This is the second in the Wakeman series, based on my Grandpa Lyle’s reminiscences. The voice is his, I have just partially cleaned up the transcription to take out the pauses and interruptions. Given the heat we’ve been having here in New England, it’s nice to read about something cold!
“This little section of the ancient history is just a matter of historical interest. In the days when I was a youngster at home, it was before there was any such thing as an electrical refrigerator. There were ice boxes. The word refrigerator was almost unknown. And the local meat markets had to have ice to take care of the needs of their meat markets. The meat market man would always have a crew who was, many of them were volunteers, who would help cut ice in the winter time on the river, to be used during the year. And some arrangement whereby they were to have what ice they needed for their labor. It was very little money changed hands in the deal.”

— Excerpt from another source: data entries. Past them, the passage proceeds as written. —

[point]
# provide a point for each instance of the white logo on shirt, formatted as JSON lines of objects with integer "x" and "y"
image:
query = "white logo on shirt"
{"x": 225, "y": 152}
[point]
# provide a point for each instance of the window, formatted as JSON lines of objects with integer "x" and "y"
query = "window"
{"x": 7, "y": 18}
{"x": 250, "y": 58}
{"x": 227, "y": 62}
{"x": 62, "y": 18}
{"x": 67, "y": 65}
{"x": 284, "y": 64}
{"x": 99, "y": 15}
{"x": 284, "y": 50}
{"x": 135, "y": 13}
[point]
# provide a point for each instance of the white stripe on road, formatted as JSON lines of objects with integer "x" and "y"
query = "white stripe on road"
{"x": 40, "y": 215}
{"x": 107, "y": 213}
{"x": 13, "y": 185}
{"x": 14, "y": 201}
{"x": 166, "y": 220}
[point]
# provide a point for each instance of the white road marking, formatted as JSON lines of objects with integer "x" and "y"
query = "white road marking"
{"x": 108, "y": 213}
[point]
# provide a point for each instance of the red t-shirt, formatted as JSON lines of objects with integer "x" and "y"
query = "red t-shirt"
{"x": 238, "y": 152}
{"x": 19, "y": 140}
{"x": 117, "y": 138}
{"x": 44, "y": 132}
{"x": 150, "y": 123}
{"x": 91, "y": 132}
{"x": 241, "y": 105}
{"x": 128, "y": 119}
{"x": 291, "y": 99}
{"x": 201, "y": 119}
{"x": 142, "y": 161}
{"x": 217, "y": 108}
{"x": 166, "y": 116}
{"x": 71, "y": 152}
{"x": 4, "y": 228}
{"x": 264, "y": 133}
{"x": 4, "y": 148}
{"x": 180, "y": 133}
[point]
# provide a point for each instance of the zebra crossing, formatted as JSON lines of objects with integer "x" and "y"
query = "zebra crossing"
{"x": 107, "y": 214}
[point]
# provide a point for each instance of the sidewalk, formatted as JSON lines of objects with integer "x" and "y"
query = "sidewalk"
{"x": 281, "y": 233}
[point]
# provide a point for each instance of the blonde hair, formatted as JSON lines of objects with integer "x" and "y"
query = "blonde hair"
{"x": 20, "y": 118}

“When the Vermilion River would freeze over and the ice would become a matter of at least six inches (eight to ten inches was much better), they would harvest ice for use during the coming summer. They would see that the snow was all scraped off from the ice, in case there was snow, and it would freeze better with no snow on it. They used a sort of a marking device that was pulled by a horse and the horse would go out on the ice pulling this marking device and it would scratch little furrows in the ice, just perhaps maybe a quarter or a half an inch deep, merely as a marker for the cutters. When they had a large number of, a substantial area marked out, ready for the cutters, then the device was removed and the horse, of course, was no longer on the ice, the men with the saws would begin to saw along the marks there. And they would saw that ice. Sometimes, depending on the thickness of it, sometimes it would weigh a hundred pound block. Sometimes the blocks would be a couple hundred pounds. As they would saw these big blocks of ice out, an ice tong would be attached to it and rope on the ice tong. With the aid of the horse, the big blocks of ice would be hauled up onto the mainland and loaded into a wagon. It was before — I don’t think there was any trucks ever used because they were — it was a little before the day that trucks were common. The wagons would haul the ice to an ice house to be stored.”
This picture is not from the Vermilion, but a river in Canada. It shows part of the ice cutting process in the 1890s. I wish I had a picture from the Wakeman family showing ice cutting, but I expect that they didn’t have a camera quite that early. (Picture from the Wikipedia Commons.)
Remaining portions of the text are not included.